Queues have widespread uses in programming as well. Think of games like Street Fighter or Super Smash Brothers. Players in those games can perform special moves by pressing a combination of buttons. These button combinations can be stored in a queue.

Now imagine that you’re a developer working on a new fighting game. In your game, every time a button is pressed, an input event is fired. A tester noticed that if buttons are pressed too quickly the game only processes the first one and special moves won’t work!

You can fix that with a queue. We can enqueue all input events as they come in. This way it doesn’t matter if input events come with little time between them, they’ll all be stored and available for processing. When we’re processing the moves we can dequeue them. A special move can be worked out like this:

input_queue = Queue()
input_queue.enqueue('DOWN')
input_queue.enqueue('RIGHT')
input_queue.enqueue('B')
key_pressed = input_queue.dequeue()
key_pressed = input_queue.dequeue()
key_pressed = input_queue.dequeue()

Conclusion

Stacks and queues are simple data structures that allow us to store and retrieve data sequentially. In a stack, the last item we enter is the first to come out. In a queue, the first item we enter is the first come out.

We can add items to a stack using the push operation and retrieve items using the pop operation. With queues, we add items using the enqueue operation and retrieve items using the dequeue operation.

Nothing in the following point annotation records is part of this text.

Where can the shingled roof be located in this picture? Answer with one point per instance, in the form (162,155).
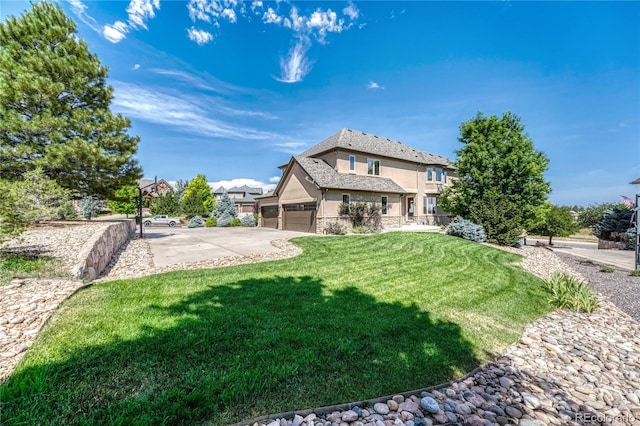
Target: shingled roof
(326,177)
(354,140)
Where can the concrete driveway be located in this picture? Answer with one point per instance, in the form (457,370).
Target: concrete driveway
(182,244)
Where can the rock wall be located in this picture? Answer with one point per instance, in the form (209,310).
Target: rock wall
(98,250)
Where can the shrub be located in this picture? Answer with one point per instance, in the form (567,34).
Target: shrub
(466,229)
(570,293)
(67,211)
(334,228)
(248,221)
(196,222)
(224,219)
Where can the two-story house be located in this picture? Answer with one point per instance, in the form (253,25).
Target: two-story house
(243,198)
(356,166)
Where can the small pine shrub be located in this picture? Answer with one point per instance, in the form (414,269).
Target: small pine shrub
(224,219)
(196,222)
(570,293)
(466,229)
(248,221)
(334,228)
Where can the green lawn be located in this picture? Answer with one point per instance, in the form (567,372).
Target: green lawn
(352,318)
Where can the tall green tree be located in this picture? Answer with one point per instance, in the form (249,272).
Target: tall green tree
(498,166)
(124,200)
(558,222)
(54,107)
(198,199)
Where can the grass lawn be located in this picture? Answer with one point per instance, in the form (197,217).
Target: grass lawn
(352,318)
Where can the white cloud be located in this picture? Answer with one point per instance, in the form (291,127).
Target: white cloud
(182,113)
(140,11)
(295,66)
(227,184)
(201,37)
(271,17)
(116,32)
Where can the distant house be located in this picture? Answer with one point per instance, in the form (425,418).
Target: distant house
(152,188)
(352,166)
(244,198)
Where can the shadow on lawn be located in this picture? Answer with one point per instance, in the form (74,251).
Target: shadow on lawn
(237,351)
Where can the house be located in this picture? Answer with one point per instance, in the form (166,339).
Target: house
(153,187)
(353,166)
(243,198)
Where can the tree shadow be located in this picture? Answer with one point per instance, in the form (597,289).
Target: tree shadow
(236,351)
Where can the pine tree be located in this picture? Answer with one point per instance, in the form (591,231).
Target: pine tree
(225,204)
(54,107)
(498,166)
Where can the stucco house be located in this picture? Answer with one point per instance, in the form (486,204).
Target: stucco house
(244,198)
(355,166)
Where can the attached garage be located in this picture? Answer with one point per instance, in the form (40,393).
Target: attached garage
(270,216)
(299,217)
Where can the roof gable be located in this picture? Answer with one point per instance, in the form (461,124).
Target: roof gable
(353,140)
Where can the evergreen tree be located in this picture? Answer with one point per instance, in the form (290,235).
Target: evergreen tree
(167,203)
(124,201)
(558,222)
(54,107)
(498,165)
(89,207)
(38,197)
(225,204)
(198,190)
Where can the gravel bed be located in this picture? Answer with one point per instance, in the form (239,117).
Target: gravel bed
(618,287)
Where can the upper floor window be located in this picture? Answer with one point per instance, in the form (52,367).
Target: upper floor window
(373,167)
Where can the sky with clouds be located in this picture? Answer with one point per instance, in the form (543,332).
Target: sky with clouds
(232,89)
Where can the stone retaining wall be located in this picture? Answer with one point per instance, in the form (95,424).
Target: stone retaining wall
(98,250)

In Python, we can implement stacks and queues just by using the built-in List data structure. Python also has the deque library which can efficiently provide stack and queue operations in one object. Finally, we’ve made our stack and queue classes for tighter control of our data.

There are many real-world use cases for stacks and queues, understanding them allows us to solve many data storage problems in an easy and effective manner.